Алик неопределенно взмахнул зубной щеткой.
— Понимаешь… Ну окей, увижу я, как там классно. Кисельная река, молочные берега… Спою песню «And so I face the final curtain». Моего ресурса эмоций до 2242 года ведь не хватит. И вернусь я на старую жилплощадь, доживать. Всё здесь станет мне не в радость. На фига оно надо?
— Но никто же не заставляет нас помирать! Зная, что впереди такие потрясающие перемены, мы с тобой не захотим уходить из жизни!
— Если бы, — вздохнул Алик. — Это будет все равно как ветхому старцу жениться на юной красавице. Она свежая, полная жизни, а ты уже весь истрепался, никаких чувств не осталось, клюешь носом и зеваешь. Эмоциональный ресурс, детка, не восстанавливается. Нет уж, давай с тобой поживем здесь сколько живется. Пожелаем человечеству счастливого новоселья, помашем ручкой, да и баиньки, на покой.
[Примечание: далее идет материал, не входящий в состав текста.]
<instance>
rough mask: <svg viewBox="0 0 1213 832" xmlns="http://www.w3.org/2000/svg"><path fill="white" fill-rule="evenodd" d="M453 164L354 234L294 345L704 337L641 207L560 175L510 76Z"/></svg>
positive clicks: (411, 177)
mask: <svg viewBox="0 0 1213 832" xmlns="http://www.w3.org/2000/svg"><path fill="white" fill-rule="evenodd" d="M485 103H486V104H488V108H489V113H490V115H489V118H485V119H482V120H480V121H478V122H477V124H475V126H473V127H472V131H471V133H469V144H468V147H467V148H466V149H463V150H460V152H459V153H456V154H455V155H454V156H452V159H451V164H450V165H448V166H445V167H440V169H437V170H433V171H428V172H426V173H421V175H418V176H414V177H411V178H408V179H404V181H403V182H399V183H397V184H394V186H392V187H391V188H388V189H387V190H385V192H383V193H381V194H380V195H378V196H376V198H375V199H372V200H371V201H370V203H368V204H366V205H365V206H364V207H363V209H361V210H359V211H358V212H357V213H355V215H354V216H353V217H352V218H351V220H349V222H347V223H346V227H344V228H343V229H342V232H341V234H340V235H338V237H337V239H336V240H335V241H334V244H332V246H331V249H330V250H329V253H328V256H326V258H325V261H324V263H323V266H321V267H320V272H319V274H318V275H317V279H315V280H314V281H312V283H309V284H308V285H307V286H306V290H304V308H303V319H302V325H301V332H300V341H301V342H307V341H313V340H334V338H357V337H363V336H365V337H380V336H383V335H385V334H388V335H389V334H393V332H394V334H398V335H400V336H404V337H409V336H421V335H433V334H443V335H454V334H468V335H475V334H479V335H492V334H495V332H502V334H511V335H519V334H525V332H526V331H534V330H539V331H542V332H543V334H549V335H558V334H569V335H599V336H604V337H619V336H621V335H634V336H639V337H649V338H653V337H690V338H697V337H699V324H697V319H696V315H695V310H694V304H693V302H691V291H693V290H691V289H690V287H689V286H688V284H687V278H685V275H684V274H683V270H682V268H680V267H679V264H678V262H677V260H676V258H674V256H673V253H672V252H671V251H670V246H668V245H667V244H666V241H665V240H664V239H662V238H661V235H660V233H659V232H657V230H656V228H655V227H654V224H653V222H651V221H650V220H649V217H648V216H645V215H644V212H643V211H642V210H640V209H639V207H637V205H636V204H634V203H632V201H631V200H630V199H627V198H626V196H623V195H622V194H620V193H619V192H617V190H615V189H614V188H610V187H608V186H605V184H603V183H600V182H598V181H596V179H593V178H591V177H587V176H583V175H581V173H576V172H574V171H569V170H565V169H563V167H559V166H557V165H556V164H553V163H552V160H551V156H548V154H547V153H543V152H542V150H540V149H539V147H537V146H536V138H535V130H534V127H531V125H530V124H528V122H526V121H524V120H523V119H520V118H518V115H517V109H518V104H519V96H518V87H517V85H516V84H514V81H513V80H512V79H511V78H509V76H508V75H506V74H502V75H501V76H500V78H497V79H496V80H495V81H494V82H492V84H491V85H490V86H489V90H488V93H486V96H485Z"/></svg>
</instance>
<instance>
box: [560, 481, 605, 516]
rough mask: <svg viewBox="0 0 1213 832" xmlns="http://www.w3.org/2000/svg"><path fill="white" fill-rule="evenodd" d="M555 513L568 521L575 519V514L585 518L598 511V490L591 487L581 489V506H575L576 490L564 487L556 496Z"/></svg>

Елена глядела в зеркало на свой нахмуренный лоб.
Три разноцветных солнца? Реки как шампанское? Можно летать? И всё это будет без нас?
— Ну вот что, — сказала она таким тоном, что Алик обернулся. Знал: когда жена говорит «ну вот что» с металлическим рокотом в голосе, надо слушать и помалкивать.
— Мы поступим так. На «острове»-теплоходе обязательно сплаваем. Как всё теперь стало на Земле — посмотрим. Покажешь мне, какие тут красоты и аттракционы. Но дом покупать и обустраиваться мы не будем. И проектов затевать я тоже не стану. Годик-другой поживем, а потом снова заморозимся. Вдвоем. Нет, втроем — с Чубаккой. И пусть нас размораживают уже там, в Парадизе. Побережем свой эмоциональный ресурс для третьей жизни. Вопросы есть?
— Вопросов нет, — пролепетал муж. — Как скажешь, любимая.
Где мы с тобой, там и парадиз, подумала Елена. И дольше века длится день, и не кончается объятье. Продолжение следует.